Well, here’s some bad news for people who live in Belgium or the Netherlands and are excited to play Diablo Immortal, Blizzard’s upcoming free-to-play dungeon crawler out June 2 on PC and mobile devices. It turns out, due to local loot box laws, that Blizzard’s next action RPG won’t be released in either country.
And it seems unlikely that Blizzard will change the game soon to comply with these local laws, leaving affected players without many options.
As first reported by Dutch news site Tweakers, Activision Blizzard has quietly shifted its release plans with Diablo Immortal. The free RPG will not be available in Belgium or the Netherlands because of regulations and laws in those countries.
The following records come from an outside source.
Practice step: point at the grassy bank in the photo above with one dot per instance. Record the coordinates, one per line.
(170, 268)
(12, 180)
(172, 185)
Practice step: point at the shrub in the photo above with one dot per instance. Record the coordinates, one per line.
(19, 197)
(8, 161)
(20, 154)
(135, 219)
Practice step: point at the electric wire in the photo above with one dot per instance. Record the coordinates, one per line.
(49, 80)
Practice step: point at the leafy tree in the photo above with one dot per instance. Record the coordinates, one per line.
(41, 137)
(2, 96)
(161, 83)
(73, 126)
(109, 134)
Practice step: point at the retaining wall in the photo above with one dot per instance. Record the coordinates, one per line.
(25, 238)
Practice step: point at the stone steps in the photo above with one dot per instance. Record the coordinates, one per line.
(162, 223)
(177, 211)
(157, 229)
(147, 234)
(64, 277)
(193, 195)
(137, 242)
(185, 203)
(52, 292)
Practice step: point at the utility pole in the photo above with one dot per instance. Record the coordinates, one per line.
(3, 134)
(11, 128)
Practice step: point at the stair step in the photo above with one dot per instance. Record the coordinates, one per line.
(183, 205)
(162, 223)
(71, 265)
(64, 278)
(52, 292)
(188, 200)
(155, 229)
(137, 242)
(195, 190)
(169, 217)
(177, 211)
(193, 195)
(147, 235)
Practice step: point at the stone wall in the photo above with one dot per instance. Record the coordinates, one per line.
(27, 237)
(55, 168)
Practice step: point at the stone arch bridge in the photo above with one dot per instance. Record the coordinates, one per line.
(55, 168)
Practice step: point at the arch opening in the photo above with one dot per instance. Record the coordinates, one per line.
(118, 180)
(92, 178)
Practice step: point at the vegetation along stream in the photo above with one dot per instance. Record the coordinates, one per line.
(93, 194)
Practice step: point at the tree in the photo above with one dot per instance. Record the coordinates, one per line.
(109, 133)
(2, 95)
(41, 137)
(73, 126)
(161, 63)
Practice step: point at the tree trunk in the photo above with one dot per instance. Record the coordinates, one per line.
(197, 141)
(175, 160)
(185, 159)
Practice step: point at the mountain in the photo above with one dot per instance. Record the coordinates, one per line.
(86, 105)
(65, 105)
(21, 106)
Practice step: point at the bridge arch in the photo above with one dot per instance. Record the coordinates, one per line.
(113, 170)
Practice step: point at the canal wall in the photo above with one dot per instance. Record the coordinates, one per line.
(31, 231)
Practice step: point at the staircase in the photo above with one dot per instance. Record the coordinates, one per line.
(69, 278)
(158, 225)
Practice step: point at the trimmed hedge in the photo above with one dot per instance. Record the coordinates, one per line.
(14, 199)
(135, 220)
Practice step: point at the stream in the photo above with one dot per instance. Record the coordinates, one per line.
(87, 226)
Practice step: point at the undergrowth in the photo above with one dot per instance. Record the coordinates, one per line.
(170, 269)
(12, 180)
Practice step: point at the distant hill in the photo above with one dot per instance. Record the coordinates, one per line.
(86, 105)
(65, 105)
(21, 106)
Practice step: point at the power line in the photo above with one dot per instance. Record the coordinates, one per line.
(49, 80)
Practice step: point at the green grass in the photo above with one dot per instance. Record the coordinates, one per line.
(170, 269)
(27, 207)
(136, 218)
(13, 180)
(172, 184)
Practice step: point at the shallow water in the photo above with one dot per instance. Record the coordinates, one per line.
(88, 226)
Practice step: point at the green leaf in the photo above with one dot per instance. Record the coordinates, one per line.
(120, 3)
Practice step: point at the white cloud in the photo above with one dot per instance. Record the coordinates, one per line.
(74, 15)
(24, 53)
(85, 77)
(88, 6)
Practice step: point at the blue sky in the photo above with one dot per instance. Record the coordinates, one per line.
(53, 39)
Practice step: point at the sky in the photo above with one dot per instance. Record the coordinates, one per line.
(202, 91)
A communications manager at the Call of Duty and Overwatch publisher confirmed with the outlet that the game won’t release in those previously listed nations on June 2 due to “current operating conditions in these countries.”
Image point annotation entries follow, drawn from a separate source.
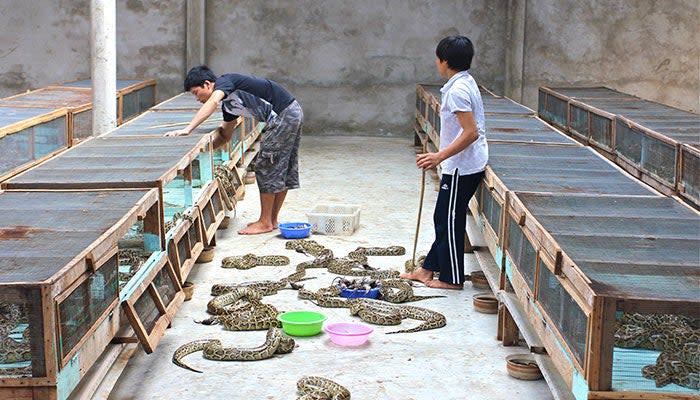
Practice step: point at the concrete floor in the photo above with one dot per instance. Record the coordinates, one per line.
(463, 360)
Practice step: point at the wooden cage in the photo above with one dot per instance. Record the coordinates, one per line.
(586, 265)
(643, 137)
(77, 102)
(62, 286)
(178, 167)
(29, 136)
(134, 96)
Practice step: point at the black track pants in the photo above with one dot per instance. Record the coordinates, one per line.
(446, 255)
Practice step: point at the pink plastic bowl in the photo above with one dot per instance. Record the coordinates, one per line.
(348, 334)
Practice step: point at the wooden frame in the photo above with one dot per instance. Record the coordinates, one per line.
(687, 184)
(638, 168)
(60, 365)
(149, 339)
(545, 110)
(187, 237)
(30, 123)
(211, 205)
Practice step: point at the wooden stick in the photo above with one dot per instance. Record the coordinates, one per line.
(420, 208)
(168, 125)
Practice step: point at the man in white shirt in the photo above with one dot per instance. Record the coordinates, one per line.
(462, 156)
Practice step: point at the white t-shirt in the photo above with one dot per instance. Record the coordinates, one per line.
(461, 93)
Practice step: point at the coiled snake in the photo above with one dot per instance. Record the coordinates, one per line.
(317, 387)
(275, 343)
(678, 339)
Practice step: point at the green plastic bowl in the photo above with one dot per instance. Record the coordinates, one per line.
(301, 323)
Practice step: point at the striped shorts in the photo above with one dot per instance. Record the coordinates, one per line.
(277, 165)
(446, 255)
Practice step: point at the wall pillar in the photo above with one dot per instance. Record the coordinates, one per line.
(103, 65)
(515, 50)
(196, 30)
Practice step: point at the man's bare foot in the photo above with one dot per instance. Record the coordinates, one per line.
(256, 228)
(275, 225)
(438, 284)
(421, 274)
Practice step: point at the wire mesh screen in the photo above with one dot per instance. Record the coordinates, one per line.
(601, 131)
(569, 319)
(579, 121)
(690, 172)
(80, 310)
(15, 150)
(82, 124)
(555, 110)
(195, 234)
(21, 333)
(657, 353)
(49, 137)
(522, 254)
(165, 286)
(147, 96)
(183, 249)
(491, 209)
(649, 153)
(147, 310)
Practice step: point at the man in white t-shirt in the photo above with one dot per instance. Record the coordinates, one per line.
(463, 156)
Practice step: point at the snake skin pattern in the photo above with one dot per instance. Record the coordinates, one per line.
(275, 343)
(317, 387)
(676, 336)
(12, 351)
(227, 180)
(375, 311)
(251, 260)
(240, 309)
(679, 365)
Over on the Diablo Immortal subreddit, a player shared a message from a Blizzard gamemaster that more explicitly explained that Immortal was skipping some countries because of laws against loot boxes.
“The loot boxes in the game are against the law in your country,” explained the Blizzard employee. “So unless the gambling restrictions change, the game will not be released in the Netherlands and Belgium.”
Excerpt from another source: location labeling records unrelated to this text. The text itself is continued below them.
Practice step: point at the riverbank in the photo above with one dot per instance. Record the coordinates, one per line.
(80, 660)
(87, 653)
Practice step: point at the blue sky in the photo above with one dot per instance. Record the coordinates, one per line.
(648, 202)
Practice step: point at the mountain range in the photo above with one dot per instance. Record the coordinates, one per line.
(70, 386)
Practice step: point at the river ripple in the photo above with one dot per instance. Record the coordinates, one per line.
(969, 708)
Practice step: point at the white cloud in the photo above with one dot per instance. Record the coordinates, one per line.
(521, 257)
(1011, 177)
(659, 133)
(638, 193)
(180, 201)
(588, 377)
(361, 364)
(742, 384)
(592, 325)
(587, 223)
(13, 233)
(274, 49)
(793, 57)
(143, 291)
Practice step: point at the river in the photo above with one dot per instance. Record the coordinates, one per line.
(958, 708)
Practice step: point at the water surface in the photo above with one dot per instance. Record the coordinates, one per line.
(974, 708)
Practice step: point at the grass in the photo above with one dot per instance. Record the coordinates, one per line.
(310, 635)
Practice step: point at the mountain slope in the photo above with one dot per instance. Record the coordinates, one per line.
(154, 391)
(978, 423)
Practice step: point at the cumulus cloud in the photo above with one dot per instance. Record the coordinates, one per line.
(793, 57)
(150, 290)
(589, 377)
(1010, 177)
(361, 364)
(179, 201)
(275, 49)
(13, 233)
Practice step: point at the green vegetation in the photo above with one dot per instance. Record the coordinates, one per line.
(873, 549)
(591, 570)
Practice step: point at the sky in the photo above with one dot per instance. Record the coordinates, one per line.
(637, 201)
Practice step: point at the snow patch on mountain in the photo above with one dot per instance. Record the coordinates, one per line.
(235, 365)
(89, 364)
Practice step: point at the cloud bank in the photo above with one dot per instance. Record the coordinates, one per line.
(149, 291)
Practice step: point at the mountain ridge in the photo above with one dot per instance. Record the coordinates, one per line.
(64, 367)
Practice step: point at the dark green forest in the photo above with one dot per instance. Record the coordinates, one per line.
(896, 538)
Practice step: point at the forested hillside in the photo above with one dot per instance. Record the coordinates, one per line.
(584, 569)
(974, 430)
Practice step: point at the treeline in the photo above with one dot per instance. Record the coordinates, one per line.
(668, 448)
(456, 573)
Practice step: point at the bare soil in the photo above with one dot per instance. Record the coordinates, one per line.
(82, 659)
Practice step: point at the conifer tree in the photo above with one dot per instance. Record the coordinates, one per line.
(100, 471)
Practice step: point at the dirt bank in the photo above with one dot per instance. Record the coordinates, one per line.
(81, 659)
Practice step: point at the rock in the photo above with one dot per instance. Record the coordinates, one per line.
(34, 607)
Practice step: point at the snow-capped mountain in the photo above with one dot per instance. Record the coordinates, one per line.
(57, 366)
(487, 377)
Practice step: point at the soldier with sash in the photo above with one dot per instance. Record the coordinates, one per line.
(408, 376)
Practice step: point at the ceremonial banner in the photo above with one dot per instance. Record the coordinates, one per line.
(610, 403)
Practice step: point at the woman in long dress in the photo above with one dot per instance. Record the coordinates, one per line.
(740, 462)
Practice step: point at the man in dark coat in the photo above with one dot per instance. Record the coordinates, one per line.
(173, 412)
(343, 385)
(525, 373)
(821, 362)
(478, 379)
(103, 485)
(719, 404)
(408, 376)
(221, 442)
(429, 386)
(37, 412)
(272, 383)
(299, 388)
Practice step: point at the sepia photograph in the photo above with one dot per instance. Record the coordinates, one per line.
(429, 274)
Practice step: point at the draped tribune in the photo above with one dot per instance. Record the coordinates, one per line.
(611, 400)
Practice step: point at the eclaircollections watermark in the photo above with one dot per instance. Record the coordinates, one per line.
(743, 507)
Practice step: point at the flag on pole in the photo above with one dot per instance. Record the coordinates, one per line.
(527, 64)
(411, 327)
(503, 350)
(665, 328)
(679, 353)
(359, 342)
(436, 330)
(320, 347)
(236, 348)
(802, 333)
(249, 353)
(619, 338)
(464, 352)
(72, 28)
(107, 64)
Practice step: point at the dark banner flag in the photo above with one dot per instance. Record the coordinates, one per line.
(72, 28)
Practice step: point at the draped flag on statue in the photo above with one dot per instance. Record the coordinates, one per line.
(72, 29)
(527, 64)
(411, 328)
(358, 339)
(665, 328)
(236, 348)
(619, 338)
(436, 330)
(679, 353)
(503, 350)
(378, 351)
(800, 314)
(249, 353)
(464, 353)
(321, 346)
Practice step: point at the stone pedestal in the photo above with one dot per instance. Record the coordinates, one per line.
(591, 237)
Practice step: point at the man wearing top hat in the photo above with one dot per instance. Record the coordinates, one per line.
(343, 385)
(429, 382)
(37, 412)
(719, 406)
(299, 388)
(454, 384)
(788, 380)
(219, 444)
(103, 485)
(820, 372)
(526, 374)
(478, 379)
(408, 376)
The same employee also explained that players could try to get around the restriction, but that could lead to a ban from Blizzard.
Read More: Loot Boxes Are Designed To Exploit Us
Kotaku contacted Activision Blizzard about Diablo Immortal’s loot boxes and release.
Making this a more frustrating situation for players is that Blizzard reportedly let folks in Belgium and the Netherlands pre-load the game ahead of its launch. Tweakers reports that after the game’s release date was revealed, players in these countries could pre-load the game. However, a few days later the option was quietly removed.
Diablo Immortal isn’t the first game to run afoul of European anti-loot box and gambling laws.
We’ve seen companies like EA face serious penalties for continuing to use loot boxes in places like the Netherlands and the UK. In response to the growing pressure on these purchasable random crates, some publishers have avoided releasing games in certain countries.
Other companies, like Rockstar, have disabled certain features related to gambling or in-game microtransactions depending on where you play. Some games, like Fortnite and Rocket League, have completely changed how their loot boxes work or just removed them entirely, which is a good thing considering how much these in-app purchases and stores are starting to just look and operate like casino slot machines, even in big $60 games.